# Periodicity of a triginometric function

I have a trigonometric function and I'm interested to know whether or not it has a period. At this stage I'm fairly certain that it is not periodic. However, I don't know how to prove it. Can anyone help?

This is the function:

$$g(x) = \sin(2 \pi (x-a) \times b \times \cos(2 \pi (x - a) \times c)) + d$$

Thanks

Substitute $\xi=2\pi(x-a)$ and set $d=0$ w.l.o.g, then your period $T$ should satisfy

$$\sin[(\xi+T)b\cos((\xi+t)c)]=\sin[\xi b \cos(\xi c)]$$ i.e. for $bc\neq 0$ the arguments must differ by an integer multiple of $2\pi$ for all $x$:

$$(\xi+T)b\cos(\xi x+Tc)=\xi b \cos(\xi c) + 2\pi k(x)$$

with some function $k(x)\in\mathbb{Z}$. As this function has to be smooth and is restricted to $\mathbb{Z}$, it must be constant and you get

$$\xi \cos(\xi c + Tc)+T\cos(\xi c +Tc)=\xi\cos(\xi c)+2\pi k,\qquad \forall \xi.$$

This is obviously not possible for $T\neq 0$.
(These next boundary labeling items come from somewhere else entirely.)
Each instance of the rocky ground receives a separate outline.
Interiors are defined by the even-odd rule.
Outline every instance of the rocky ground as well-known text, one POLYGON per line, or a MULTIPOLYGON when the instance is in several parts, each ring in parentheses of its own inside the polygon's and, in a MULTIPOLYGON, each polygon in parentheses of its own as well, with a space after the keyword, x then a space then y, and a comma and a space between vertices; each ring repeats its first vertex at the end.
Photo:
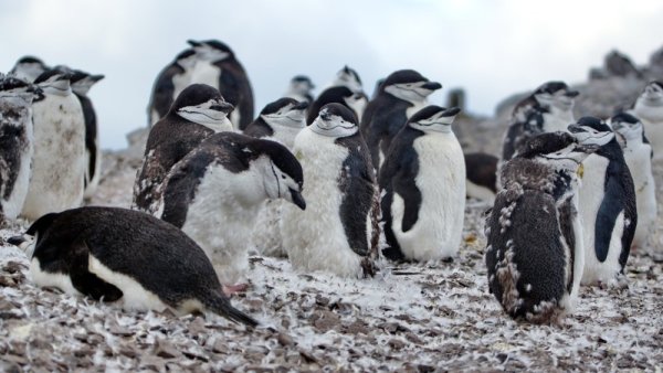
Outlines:
MULTIPOLYGON (((496 148, 499 120, 467 119, 478 130, 473 142, 461 136, 466 148, 496 148)), ((144 136, 105 156, 92 204, 128 206, 144 136)), ((655 171, 662 201, 663 164, 655 171)), ((232 301, 261 321, 253 331, 213 315, 127 312, 36 288, 24 254, 6 242, 25 228, 18 222, 0 230, 0 371, 661 371, 660 228, 630 257, 624 278, 581 288, 560 324, 535 326, 511 320, 487 291, 486 207, 469 201, 453 262, 383 264, 373 279, 251 257, 251 287, 232 301)))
Edit: Of course as mentioned, the specific case $bc=0$ has to be excluded.

• :) ${}{}{}{}{}{}{}{}$ – MPW May 28 '14 at 13:40
• Thanks! My maths skills are questionable to say the least, but I have two questions: 1) is it not true that if the period is $T$, then $g(x) = g(x + T) \forall x$? And, if so, I'm wondering if the substitution is correct? 2) should $\forall \xi$ be $\forall k$? – SnagaDuath May 28 '14 at 20:08
• @SnagaDuath (improved comment) (1) This point I did a bit fast. If the function is invariant under replacing $x\mapsto x+T_x$ with some period $T_x\neq 0$ it is also invariant under replacing $\xi\mapsto \xi+T_\xi$ with some period $T_x\neq 0$. You have $T_\xi=2\pi T_x$ In my answer i discussed $T_\xi$. (2) No it is $\forall \xi$ meaning for all function arguments like the $\forall x$ in your comment. – flonk May 29 '14 at 18:02

In some cases the function is periodic. Specifically, if $c=0$ and $b\neq 0$, the function has period $\frac1b$.